While ED is commonly viewed as a condition affecting the older men, the condition is becoming increasingly more prevalent in younger men. It is estimated about 30% of men below 40 years are finding it hard to achieve hardness in the bedroom. In a multi-centre worldwide study, involving more than 27,000 men from eight countries, ED prevalence of 8% among men aged 20–29 years and 11% among those aged 30–39 years were demonstrated.
Erection Hardness Score (EHS) is generally used as the barometer for penile rigidity. The optimal erection that men should strive to achieve to enjoy sex thoroughly is when the penis is completely hard, with the rigidity comparable to the cucumber (Although some may like to be described as man of steel). Any deficiency in the rigidity technically is ED, ranging from the sub-optimal erection comparable to banana that is just adequate, to the softness of tofu impossible for penetration.
Although many view ED as “just” a sexual health problem, ED is often associated with other co-morbid conditions including cardiovascular disease, hypertension, diabetes, prostate diseases and depression, many of which have a number of the same vascular risk factors. Study has even proven that ED is a strong indicator of premature mortality, and precursors to cardiovascular events such as heart attacks and strokes.

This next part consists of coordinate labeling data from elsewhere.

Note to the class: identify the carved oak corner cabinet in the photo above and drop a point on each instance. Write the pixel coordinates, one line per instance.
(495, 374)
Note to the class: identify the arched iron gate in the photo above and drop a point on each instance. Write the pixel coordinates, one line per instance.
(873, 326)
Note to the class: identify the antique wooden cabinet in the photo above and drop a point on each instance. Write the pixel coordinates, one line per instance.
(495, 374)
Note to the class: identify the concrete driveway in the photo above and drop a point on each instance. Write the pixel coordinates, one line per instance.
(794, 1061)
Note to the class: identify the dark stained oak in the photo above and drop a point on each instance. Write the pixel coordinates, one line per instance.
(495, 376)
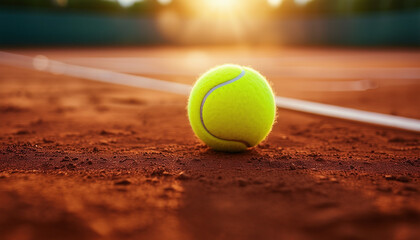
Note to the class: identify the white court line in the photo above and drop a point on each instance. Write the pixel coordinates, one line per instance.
(42, 63)
(197, 65)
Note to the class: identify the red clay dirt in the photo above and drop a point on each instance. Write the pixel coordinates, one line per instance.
(87, 160)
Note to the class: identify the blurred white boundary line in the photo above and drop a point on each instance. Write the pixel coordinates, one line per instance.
(176, 66)
(42, 63)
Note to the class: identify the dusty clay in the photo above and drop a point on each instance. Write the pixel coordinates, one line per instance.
(87, 160)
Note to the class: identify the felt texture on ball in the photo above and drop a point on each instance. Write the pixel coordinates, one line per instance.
(231, 108)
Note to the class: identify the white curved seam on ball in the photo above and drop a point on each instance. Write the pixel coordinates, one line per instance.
(204, 101)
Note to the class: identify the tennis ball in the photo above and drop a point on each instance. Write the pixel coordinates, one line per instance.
(231, 108)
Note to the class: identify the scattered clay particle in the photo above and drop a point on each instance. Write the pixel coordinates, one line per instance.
(183, 176)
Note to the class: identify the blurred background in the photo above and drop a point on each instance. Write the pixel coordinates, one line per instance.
(209, 22)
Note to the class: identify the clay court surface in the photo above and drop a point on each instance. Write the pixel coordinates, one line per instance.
(89, 160)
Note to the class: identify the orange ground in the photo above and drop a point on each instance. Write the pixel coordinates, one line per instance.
(87, 160)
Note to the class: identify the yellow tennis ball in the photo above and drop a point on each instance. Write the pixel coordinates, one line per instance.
(231, 108)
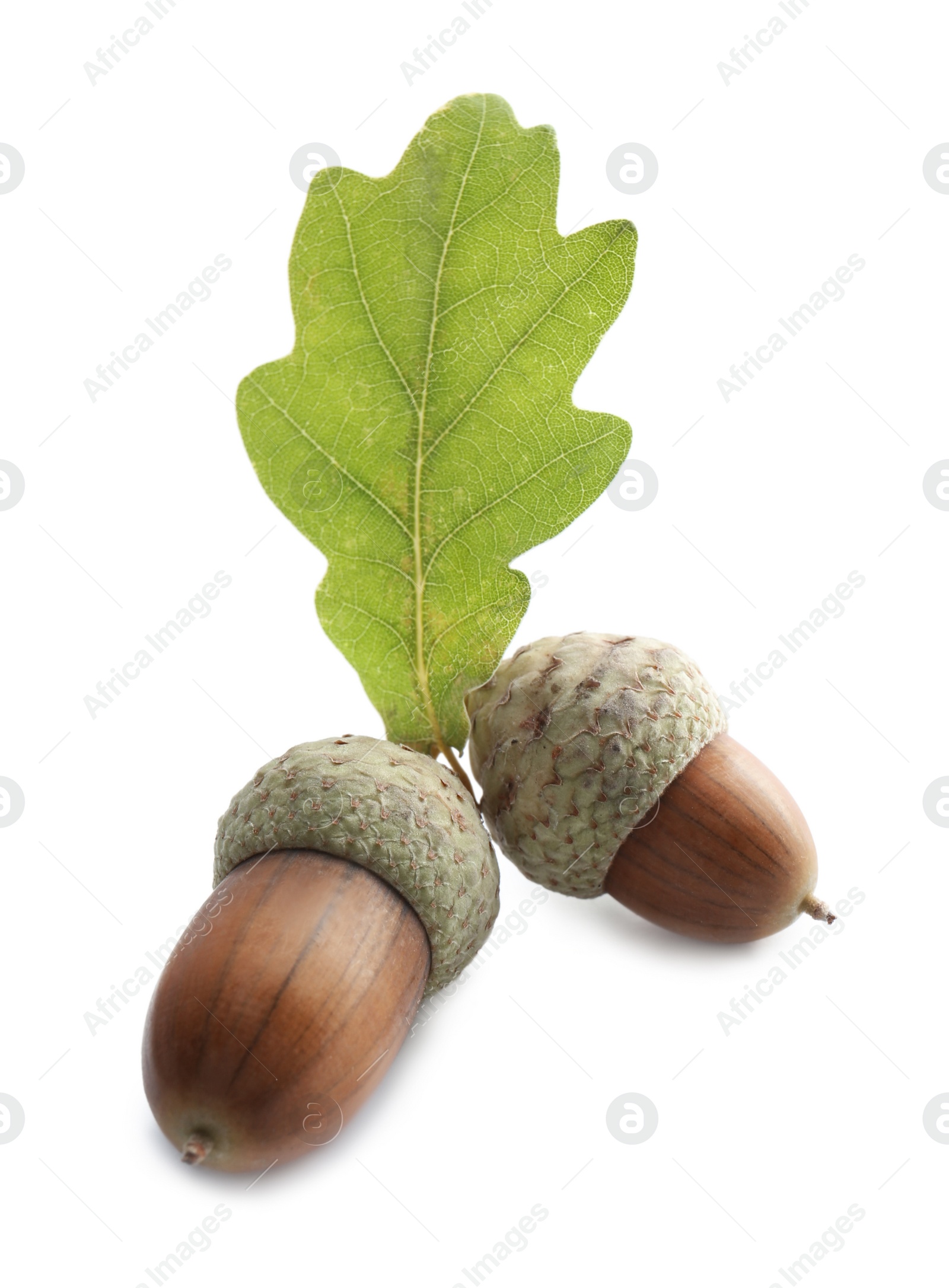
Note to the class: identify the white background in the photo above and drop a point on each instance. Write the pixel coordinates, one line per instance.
(134, 501)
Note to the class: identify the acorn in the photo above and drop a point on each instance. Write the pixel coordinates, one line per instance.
(352, 879)
(607, 768)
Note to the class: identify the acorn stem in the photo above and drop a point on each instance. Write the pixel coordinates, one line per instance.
(456, 766)
(818, 910)
(198, 1148)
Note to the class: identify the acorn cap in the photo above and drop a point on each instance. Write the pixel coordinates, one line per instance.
(575, 738)
(396, 812)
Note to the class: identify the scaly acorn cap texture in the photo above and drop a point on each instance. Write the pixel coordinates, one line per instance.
(396, 812)
(575, 738)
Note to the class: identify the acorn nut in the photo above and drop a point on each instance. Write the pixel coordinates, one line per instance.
(352, 876)
(607, 767)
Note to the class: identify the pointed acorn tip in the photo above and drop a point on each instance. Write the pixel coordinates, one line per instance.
(196, 1148)
(818, 910)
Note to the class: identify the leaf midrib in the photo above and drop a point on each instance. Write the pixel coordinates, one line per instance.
(420, 455)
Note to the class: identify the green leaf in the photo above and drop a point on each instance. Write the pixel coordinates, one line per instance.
(423, 432)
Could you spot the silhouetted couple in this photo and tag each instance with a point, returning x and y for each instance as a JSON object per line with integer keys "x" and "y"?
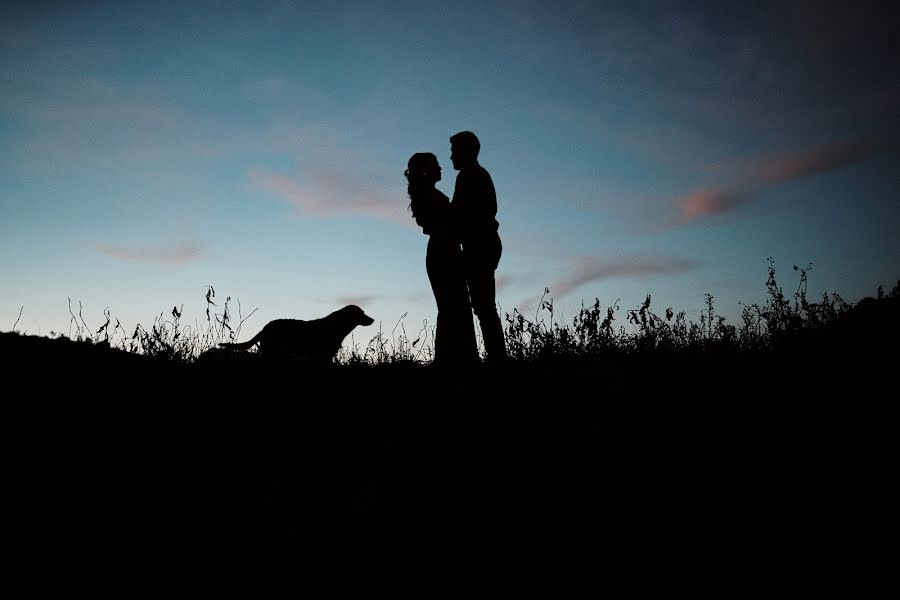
{"x": 463, "y": 251}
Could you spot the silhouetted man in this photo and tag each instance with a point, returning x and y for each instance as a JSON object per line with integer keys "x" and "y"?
{"x": 475, "y": 212}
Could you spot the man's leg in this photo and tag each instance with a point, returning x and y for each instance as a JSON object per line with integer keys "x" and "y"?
{"x": 483, "y": 291}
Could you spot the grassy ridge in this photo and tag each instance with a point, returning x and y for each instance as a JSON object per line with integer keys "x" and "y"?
{"x": 677, "y": 449}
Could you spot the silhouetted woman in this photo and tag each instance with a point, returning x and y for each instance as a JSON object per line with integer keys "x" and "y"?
{"x": 454, "y": 338}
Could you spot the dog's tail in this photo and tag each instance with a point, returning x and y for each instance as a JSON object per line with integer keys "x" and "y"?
{"x": 241, "y": 345}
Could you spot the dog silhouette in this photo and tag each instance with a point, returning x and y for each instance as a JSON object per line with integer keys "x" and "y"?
{"x": 297, "y": 339}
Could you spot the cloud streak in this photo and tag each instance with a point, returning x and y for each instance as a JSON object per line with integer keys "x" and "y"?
{"x": 324, "y": 193}
{"x": 178, "y": 254}
{"x": 767, "y": 173}
{"x": 590, "y": 270}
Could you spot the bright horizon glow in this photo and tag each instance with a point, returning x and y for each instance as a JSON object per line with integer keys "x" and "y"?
{"x": 151, "y": 151}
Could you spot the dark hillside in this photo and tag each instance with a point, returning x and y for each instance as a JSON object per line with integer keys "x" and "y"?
{"x": 738, "y": 463}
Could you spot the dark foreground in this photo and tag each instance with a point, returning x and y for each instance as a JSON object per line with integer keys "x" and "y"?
{"x": 681, "y": 472}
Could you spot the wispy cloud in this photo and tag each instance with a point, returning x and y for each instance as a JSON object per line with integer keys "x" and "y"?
{"x": 323, "y": 192}
{"x": 180, "y": 253}
{"x": 767, "y": 173}
{"x": 589, "y": 270}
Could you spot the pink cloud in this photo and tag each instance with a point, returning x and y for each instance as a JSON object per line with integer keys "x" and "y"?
{"x": 591, "y": 270}
{"x": 325, "y": 193}
{"x": 711, "y": 201}
{"x": 817, "y": 160}
{"x": 181, "y": 253}
{"x": 769, "y": 172}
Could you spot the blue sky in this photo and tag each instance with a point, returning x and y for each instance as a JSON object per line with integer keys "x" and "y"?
{"x": 149, "y": 150}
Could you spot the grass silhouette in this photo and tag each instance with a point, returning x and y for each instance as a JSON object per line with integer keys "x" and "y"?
{"x": 643, "y": 442}
{"x": 595, "y": 334}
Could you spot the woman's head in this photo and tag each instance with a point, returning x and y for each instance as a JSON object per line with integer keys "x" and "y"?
{"x": 423, "y": 167}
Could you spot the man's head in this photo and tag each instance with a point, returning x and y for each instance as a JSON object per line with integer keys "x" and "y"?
{"x": 464, "y": 147}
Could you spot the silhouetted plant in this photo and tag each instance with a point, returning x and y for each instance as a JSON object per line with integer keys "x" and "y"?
{"x": 592, "y": 335}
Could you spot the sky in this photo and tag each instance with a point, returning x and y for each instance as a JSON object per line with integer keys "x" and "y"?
{"x": 151, "y": 150}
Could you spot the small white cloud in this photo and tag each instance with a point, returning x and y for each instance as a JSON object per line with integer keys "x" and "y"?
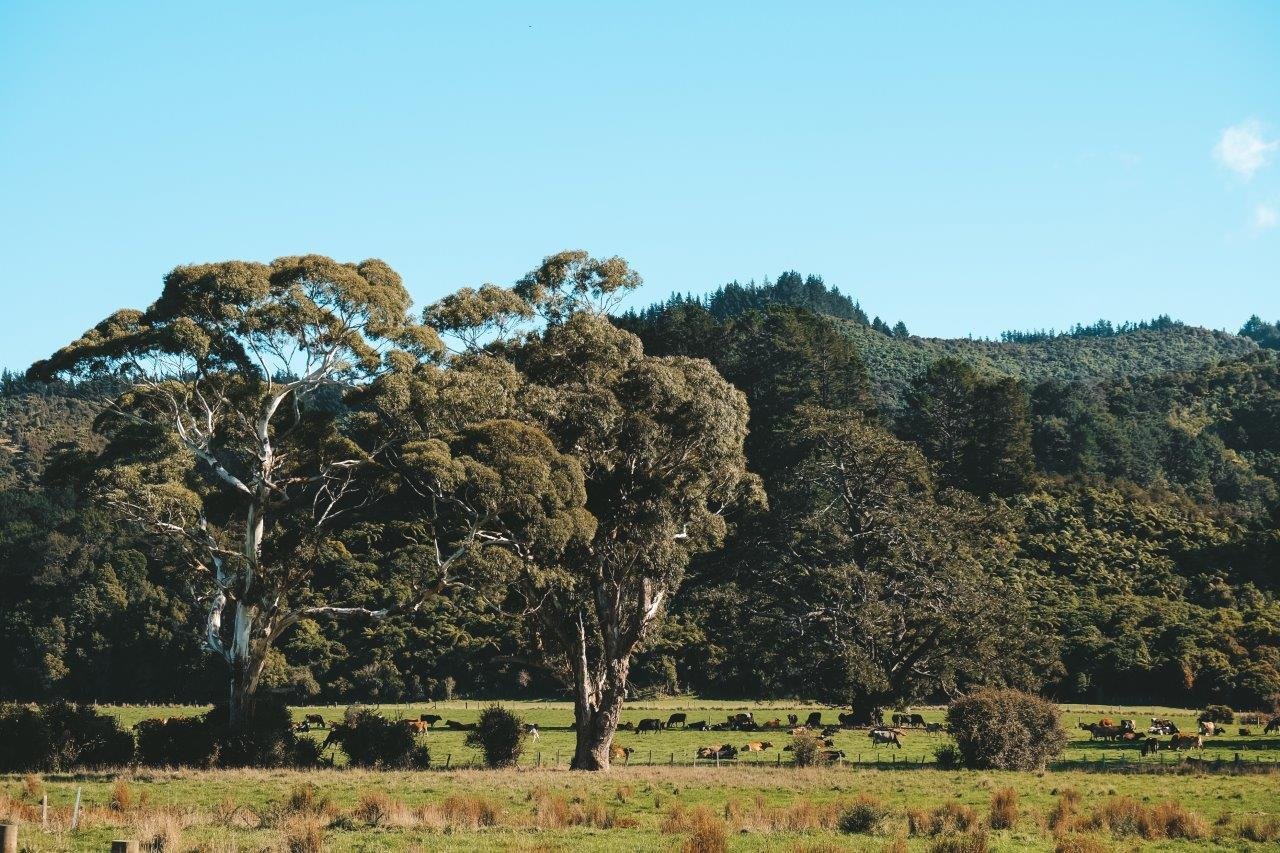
{"x": 1243, "y": 150}
{"x": 1265, "y": 217}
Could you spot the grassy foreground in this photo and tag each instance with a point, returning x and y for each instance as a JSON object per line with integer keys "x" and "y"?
{"x": 1080, "y": 806}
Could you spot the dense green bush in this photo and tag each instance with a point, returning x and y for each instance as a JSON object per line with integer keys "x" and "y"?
{"x": 1006, "y": 730}
{"x": 1217, "y": 714}
{"x": 24, "y": 742}
{"x": 60, "y": 737}
{"x": 373, "y": 740}
{"x": 501, "y": 734}
{"x": 266, "y": 739}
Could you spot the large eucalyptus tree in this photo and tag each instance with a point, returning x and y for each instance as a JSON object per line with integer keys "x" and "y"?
{"x": 658, "y": 442}
{"x": 265, "y": 407}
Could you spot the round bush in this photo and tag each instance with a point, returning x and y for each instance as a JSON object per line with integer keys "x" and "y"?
{"x": 1217, "y": 714}
{"x": 1006, "y": 730}
{"x": 501, "y": 734}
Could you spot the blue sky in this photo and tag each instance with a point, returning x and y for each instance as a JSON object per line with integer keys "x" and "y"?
{"x": 964, "y": 167}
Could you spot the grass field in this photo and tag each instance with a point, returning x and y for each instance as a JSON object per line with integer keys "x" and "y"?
{"x": 1080, "y": 806}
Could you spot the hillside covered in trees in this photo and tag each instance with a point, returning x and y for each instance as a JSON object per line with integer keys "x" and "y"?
{"x": 1093, "y": 514}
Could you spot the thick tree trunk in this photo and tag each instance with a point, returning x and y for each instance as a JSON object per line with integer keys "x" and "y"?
{"x": 595, "y": 714}
{"x": 247, "y": 658}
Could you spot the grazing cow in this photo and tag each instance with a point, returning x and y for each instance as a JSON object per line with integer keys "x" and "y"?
{"x": 886, "y": 735}
{"x": 1098, "y": 731}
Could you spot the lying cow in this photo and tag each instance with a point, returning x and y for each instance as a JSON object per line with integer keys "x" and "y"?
{"x": 886, "y": 735}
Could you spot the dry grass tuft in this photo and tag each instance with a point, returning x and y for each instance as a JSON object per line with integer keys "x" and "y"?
{"x": 707, "y": 834}
{"x": 1065, "y": 815}
{"x": 304, "y": 833}
{"x": 122, "y": 797}
{"x": 1260, "y": 828}
{"x": 159, "y": 831}
{"x": 1004, "y": 810}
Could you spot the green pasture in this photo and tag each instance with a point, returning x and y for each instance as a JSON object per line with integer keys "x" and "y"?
{"x": 554, "y": 747}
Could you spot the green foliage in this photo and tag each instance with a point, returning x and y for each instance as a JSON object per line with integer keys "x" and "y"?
{"x": 1006, "y": 730}
{"x": 60, "y": 737}
{"x": 501, "y": 734}
{"x": 1217, "y": 714}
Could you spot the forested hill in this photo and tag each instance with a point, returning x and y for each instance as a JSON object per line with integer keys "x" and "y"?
{"x": 894, "y": 361}
{"x": 894, "y": 356}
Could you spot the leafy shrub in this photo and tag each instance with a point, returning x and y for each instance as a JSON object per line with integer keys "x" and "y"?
{"x": 373, "y": 740}
{"x": 265, "y": 739}
{"x": 178, "y": 742}
{"x": 24, "y": 742}
{"x": 1004, "y": 808}
{"x": 1006, "y": 730}
{"x": 947, "y": 756}
{"x": 60, "y": 737}
{"x": 1217, "y": 714}
{"x": 501, "y": 734}
{"x": 862, "y": 816}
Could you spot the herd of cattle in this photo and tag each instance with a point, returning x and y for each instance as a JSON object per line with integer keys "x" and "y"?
{"x": 813, "y": 725}
{"x": 1127, "y": 730}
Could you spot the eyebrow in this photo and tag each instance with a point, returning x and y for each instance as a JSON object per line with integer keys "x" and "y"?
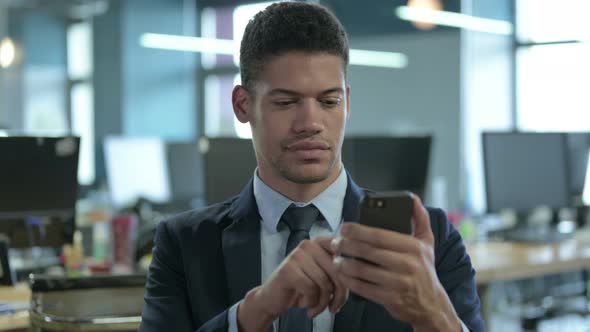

In the fast paced urban lifestyle, it is not uncommon for young men who face the challenges of work and family pressure, to encounter occasional obstacles to “rise to the occasion” in the bedroom. When the occasional failures turn out to be the regular norms, it is crucial to examine the hard facts of the causes and impact of the deficiency. The American President, Theodore Roosevelt, often considered a driving force for the progressive era, once said: “I think here is only one quality worse than hardness of heart and that is softness of the head”. When Dr. G is put on the spot on why hard young men are going soft between the sheets, his response is: “There is one quality worse than the softness of the hard and that is the hardness of the ego head. It is usually a matter of time for the young hard ego heads to accept the softness of the other head needs hardening up!”